Il problema obesità infantile e le sue cause

In Italia il 20% dei bambini in età scolare è in sovrappeso e il 10% è obeso, con una maggiore diffusione del problema nel Sud e Centro Italia (www.epicentro.iss.it/obesita/dati-cosi-2015-17)..

È bene chiarire che la maggior parte delle forme cliniche di obesità infantile è direttamente collegata ad abitudini alimentari non salutari, come saltare la colazione, un basso consumo di frutta e verdura, elevato apporto di zuccheri aggiunti e grassi saturi e scarsa attività fisica, sedentarietà, riduzione delle ore di sonno.

È noto inoltre che nelle situazioni in cui le routine del bambino vengono modificate, come per esempio durante le vacanze estive, questi comportamenti negativi sembrano peggiorare. Proprio durante le vacanze estive, i bambini in età scolare registrano comunemente un certo aumento di peso corporeo. Le cause principali che portano a ingrassare in questo periodo sono state identificate proprio nell’interruzione delle attività scolastiche, delle attività sportive e dell’educazione fisica, nell’aumento dei comportamenti sedentari, nel maggiore accesso a spuntini non salutari, nei cambiamenti della pianificazione quotidiana e del ritmo sonno-veglia e nella sostituzione dei pasti in mensa con pasti cucinati in casa (non sempre ben bilanciati) [8,9]. Va inoltre sottolineato che i bambini che crescono in famiglie con minori risorse finanziarie sono mediamente più a rischio di sviluppare sovrappeso e obesità, rispetto ai bambini che crescono con maggiori risorse finanziarie.
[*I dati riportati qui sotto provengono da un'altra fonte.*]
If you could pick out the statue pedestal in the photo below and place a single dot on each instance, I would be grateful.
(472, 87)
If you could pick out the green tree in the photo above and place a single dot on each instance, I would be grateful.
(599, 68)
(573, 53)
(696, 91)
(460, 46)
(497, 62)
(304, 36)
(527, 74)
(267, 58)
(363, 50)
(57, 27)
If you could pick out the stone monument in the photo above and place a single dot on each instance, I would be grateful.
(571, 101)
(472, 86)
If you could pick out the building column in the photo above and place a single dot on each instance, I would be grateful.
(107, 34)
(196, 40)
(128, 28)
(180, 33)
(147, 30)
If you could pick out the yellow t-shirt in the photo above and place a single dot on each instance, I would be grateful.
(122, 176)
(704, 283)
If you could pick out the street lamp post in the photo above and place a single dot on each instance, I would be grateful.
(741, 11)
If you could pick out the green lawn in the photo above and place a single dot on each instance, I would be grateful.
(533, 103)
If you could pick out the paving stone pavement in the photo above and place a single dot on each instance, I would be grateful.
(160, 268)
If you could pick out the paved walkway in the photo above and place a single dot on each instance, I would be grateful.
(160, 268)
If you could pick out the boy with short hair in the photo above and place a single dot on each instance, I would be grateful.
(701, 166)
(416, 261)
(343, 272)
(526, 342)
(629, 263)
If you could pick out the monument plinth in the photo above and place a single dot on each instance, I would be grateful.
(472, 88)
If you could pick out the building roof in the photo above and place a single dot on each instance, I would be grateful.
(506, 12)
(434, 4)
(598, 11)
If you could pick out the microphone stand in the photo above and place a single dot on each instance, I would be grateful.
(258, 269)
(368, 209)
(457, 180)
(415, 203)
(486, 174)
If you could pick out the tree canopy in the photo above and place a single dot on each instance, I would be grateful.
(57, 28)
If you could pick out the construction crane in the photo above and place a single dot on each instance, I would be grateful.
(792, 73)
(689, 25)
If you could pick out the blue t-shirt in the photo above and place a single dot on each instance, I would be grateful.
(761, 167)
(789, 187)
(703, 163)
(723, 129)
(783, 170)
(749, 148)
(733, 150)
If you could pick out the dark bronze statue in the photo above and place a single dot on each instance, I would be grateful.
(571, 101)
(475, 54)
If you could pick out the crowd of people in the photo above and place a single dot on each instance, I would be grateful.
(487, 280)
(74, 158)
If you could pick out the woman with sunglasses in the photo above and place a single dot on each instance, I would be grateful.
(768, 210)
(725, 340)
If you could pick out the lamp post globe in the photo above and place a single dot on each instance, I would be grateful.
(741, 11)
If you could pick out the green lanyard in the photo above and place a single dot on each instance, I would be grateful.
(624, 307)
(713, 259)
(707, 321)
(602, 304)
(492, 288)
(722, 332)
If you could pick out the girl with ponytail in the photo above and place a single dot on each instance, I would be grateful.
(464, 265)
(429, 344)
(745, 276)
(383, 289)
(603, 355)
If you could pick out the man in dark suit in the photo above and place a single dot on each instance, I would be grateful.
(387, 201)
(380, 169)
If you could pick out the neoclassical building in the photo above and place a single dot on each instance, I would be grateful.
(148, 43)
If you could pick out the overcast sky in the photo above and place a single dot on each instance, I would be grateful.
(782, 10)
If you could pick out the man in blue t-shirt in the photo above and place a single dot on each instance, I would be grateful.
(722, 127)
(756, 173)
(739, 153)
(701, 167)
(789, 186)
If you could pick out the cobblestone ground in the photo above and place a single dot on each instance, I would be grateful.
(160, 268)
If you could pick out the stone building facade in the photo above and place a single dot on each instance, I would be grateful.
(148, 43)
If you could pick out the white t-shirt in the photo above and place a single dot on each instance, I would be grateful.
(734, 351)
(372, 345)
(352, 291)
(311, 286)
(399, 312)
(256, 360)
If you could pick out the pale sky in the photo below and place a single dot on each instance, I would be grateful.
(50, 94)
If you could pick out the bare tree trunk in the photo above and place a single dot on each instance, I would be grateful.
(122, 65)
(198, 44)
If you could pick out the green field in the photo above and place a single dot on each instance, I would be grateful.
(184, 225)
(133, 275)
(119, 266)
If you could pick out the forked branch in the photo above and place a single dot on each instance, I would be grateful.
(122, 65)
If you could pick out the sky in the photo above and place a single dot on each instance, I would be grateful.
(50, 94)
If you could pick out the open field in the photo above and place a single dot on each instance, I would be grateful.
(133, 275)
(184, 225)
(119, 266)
Una famiglia che vive con un reddito basso è più probabile che soffra anche di insicurezza alimentare, definita come “non avere un accesso inadeguato a cibo sufficiente, sicuro e nutriente per soddisfare le esigenze dietetiche e le preferenze alimentari per uno stile di vita attivo e sano”. Obesità e insicurezza alimentare coesistono in molti bambini e adolescenti, e questa relazione apparentemente paradossale è sempre più descritta nella letteratura medica [10].

Pandemia da COVID-19 e obesità infantile

La pandemia da COVID-19 e le misure adottate per contenere il contagio hanno causato una serie di eventi potenzialmente traumatici nella vita dei bambini e delle loro famiglie [11].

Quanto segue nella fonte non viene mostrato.